Hoy entre charla y charla con mi viejo recordaba ciertos espacios mágicos, de esos en los que jugaba concentradísima y al punto de que su recuerdo me genera esa sensación que te transporta a otro mundo, a tu mundo. Lugares que parecían grandes, misteriosos, llenos de un nosequé especial...
La plaza a la que ibamos con la bici, tenía una camino entre arboles que era pura aventura. O el balcón de la pieza de mis viejos que me llevaba a un escondite secreto dentro de mi propia casa.

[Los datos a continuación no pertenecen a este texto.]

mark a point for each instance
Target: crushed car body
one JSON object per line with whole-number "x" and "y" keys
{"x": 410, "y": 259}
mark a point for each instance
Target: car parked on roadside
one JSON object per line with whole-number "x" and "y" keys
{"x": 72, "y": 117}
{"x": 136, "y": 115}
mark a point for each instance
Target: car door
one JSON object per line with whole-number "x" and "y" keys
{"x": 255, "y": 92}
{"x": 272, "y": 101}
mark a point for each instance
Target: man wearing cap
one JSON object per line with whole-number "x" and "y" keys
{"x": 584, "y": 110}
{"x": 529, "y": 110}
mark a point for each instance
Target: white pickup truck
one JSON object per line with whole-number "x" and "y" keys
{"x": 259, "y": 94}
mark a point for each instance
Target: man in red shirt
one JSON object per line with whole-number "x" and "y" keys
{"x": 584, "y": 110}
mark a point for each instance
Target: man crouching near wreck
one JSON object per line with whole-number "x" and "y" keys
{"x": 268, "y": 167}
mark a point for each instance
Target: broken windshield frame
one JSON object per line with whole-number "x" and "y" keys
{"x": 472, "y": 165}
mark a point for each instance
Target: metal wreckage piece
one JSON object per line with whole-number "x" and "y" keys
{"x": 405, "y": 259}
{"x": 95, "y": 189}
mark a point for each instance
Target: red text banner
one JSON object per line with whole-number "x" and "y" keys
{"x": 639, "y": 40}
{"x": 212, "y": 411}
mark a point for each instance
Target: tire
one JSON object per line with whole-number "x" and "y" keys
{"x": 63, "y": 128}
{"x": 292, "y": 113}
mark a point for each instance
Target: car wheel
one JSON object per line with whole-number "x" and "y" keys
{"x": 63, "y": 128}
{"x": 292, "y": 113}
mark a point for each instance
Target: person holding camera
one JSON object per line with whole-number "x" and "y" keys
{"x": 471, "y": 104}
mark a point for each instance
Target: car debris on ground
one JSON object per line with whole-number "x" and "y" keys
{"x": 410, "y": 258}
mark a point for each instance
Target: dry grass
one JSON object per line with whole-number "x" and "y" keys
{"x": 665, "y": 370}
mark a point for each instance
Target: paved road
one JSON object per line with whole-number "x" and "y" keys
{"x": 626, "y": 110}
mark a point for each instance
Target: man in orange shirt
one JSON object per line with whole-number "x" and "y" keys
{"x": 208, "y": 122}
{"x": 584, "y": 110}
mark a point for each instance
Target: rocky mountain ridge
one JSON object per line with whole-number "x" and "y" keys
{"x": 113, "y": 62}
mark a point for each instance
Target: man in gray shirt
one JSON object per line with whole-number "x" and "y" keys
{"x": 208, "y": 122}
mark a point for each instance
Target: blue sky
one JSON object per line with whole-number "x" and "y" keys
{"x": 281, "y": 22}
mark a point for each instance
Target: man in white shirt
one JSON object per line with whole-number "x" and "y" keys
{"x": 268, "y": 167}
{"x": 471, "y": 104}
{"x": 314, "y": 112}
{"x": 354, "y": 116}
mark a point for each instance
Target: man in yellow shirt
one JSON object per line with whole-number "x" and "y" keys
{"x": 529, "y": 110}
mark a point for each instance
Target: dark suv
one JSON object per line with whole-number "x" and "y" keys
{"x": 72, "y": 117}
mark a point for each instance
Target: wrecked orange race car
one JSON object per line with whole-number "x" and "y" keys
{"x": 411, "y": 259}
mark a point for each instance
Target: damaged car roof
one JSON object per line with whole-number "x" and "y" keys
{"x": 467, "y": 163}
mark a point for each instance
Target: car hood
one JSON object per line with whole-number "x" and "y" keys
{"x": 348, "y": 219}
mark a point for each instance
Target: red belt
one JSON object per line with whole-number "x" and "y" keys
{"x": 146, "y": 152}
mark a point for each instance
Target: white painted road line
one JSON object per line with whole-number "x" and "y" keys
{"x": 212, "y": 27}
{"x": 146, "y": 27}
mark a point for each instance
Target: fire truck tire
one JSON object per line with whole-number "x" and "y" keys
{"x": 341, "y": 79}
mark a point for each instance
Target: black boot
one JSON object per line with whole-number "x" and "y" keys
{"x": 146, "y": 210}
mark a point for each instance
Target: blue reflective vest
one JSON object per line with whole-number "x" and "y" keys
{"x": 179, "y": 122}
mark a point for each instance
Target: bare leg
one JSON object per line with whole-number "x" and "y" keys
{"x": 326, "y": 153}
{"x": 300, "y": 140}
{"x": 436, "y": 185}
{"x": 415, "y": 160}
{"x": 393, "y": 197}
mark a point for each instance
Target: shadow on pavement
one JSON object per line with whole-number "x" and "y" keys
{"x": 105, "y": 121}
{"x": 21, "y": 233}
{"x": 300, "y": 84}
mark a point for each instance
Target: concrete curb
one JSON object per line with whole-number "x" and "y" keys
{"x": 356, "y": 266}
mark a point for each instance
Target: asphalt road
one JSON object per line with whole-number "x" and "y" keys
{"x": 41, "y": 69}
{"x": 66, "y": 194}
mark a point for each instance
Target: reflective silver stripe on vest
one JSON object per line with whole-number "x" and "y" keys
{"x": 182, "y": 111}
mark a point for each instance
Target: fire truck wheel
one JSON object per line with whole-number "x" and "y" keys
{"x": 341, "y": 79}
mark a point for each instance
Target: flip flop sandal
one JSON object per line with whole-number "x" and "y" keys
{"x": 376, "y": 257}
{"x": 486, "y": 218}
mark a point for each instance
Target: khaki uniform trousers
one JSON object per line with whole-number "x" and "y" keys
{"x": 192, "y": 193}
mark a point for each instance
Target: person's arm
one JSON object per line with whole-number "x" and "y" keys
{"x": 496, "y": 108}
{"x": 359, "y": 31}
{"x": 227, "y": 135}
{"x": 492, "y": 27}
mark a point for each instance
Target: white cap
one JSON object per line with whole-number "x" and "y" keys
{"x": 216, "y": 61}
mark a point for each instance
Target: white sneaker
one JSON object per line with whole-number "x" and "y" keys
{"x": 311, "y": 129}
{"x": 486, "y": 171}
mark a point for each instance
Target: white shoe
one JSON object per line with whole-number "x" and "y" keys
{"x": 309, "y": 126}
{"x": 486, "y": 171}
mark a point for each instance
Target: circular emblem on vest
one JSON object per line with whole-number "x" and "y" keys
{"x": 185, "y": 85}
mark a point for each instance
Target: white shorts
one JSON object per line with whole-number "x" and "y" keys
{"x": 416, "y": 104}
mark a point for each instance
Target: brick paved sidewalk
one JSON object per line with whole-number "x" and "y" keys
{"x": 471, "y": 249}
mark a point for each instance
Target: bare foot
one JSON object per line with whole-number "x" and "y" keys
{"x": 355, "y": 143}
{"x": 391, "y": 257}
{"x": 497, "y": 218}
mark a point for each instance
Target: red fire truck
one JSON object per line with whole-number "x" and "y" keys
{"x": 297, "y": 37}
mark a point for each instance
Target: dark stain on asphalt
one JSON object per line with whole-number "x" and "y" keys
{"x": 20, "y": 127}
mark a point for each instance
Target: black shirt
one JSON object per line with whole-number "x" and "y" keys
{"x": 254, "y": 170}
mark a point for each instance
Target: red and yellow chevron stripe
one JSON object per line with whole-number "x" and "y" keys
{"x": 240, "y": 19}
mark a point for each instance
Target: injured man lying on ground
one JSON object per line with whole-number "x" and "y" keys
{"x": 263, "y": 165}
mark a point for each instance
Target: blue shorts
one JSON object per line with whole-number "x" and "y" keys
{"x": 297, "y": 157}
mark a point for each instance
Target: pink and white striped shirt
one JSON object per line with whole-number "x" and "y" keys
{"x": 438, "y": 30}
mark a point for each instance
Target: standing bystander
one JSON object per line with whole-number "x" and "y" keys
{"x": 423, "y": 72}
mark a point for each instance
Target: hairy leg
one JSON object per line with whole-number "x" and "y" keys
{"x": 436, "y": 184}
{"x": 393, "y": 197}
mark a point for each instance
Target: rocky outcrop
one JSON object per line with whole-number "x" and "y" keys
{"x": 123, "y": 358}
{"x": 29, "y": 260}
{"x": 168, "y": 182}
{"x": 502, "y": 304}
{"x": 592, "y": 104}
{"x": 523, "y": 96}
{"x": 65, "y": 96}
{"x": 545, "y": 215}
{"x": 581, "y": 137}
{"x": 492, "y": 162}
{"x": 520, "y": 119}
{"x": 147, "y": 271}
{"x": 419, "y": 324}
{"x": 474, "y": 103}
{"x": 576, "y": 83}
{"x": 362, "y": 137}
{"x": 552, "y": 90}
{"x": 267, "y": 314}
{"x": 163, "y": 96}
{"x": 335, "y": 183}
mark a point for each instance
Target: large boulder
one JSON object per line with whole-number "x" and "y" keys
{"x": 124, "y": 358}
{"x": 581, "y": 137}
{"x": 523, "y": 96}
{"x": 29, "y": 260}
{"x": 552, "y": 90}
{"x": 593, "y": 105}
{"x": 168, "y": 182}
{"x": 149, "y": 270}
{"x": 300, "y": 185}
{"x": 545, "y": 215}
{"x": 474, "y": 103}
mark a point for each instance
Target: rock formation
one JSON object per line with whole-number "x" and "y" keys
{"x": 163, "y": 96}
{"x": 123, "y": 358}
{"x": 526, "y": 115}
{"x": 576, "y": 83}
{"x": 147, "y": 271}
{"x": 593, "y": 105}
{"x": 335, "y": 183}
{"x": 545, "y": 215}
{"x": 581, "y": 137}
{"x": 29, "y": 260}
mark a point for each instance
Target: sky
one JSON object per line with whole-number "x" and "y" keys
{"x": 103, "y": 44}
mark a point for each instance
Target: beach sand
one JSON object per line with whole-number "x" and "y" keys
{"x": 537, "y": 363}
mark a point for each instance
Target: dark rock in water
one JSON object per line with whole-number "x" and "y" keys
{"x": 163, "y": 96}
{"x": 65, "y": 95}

Mis peluches, mi calculadora, un pincel y un tarrito de agua para pintar con la tierra de las masetas en las paredes del balcón grande, mi caja/computadora, esa agenda con la que me hacía la maestra, mi bebote, de vez en cuando alguna muñeca... pequeños portales a dimensiones paralelas, a mundos imaginarios, a historias en ese momento tan reales como las reales, a horas de juego.
Y que lindo sería tener la capacidad de jugar sin juzgarnos, de liberar nuestra imaginación con esos viejos peluches que quedaron de adorno en la pieza o en esa plaza que solía ser toda una selva...
Creo que una parte de mi a amor a los libros empieza en el final de mi capacidad de volver a esos viejos juegos, en la necesidad de escapar un rato.